**Vertical Strategy: Use text column to predict tex_paragraph column**

**Outline**

1. ✅ filter out stopwords in text column
    - word tokenize text column
2. ✅  use token match in big string to define candidate paragraphs
    - merge overlapping paragraphs
3. ✅ Score/rank paragraphs
    - some terms will be more relevant/weighted than others
    - also score them by requency
4. ✅ Check similarity between predicted paragraphs and actual paragraphs

# Vertical Pipeline: turn vertical strategy into something easily iterable
- like a function callable on an html that returns a nominated paragraph

In [130]:
import os
import glob

import pandas as pd
import numpy as np
from matplotlib import pyplot as plt

from collections import Counter

from bs4 import BeautifulSoup
import re
from nltk.corpus import stopwords
from nltk.tokenize import word_tokenize, sent_tokenize

import datetime

## Generate parameters from curated training data

### read in the vertical training subset data frame

In [17]:
### read in the vertical training subset
vert_training_subset_df = pd.read_csv('data/vertical_training_subset.csv', index_col=[0])
vert_training_subset_df.head(2)

In [None]:
### these are the only dkfns that I'm currently working with
print(set(vert_training_subset_df.data_key_friendly_name))

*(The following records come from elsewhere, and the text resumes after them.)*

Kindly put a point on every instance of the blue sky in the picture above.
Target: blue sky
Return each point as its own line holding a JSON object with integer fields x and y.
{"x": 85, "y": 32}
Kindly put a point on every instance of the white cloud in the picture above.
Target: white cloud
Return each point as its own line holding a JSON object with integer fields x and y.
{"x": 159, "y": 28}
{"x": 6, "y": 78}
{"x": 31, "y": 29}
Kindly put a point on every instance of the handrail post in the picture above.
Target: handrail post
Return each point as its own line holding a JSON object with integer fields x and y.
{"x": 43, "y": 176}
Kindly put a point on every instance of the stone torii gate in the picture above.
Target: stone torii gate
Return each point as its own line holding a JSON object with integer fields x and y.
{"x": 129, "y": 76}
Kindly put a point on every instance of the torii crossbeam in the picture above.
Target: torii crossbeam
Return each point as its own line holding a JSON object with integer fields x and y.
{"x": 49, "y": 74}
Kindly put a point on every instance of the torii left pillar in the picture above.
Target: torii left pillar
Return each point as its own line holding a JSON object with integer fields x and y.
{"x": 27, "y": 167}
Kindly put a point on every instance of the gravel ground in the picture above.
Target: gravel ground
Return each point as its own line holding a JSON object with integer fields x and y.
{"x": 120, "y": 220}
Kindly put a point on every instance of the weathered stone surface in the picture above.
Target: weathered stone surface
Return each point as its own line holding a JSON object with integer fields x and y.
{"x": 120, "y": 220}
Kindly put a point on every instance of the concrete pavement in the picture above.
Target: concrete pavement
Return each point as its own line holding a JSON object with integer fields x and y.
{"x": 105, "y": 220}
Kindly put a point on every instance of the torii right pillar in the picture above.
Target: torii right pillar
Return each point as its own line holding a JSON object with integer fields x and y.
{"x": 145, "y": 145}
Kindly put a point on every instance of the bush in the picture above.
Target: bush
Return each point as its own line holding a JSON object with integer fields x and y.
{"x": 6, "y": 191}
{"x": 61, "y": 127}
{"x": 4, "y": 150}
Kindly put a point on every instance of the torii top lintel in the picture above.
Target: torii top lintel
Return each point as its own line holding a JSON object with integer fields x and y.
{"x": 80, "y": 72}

### generate key_tokens from text colum

In [15]:
### compile a string from the text column

text_list = [t.lower() for t in vert_training_subset_df.text]
#print('This is what the text_list looks like: ')
#print("----------------------------")
#print(text_list[0:3])
#print("----------------------------")
text_string = ''
for t in text_list:
    text_string = text_string + t + ' '
#print("")
#print("And now this is what the flattened text_string looks like: ")
#print("----------------------------")
#print(text_string[0:250])
#print("----------------------------")

In [23]:
### tokenize the text string

text_tokens = [w for w in word_tokenize(text_string) if w.isalpha()]
no_stops = [t for t in text_tokens if t not in stopwords.words('english')]
#print(no_stops[0:10])

### limit ourselves to the 30 most common tokens
    # although this can be modulated if necessary
key_tokens = pd.DataFrame(Counter(no_stops).most_common(30))
key_tokens.columns = ['key_tok', 'kt_count']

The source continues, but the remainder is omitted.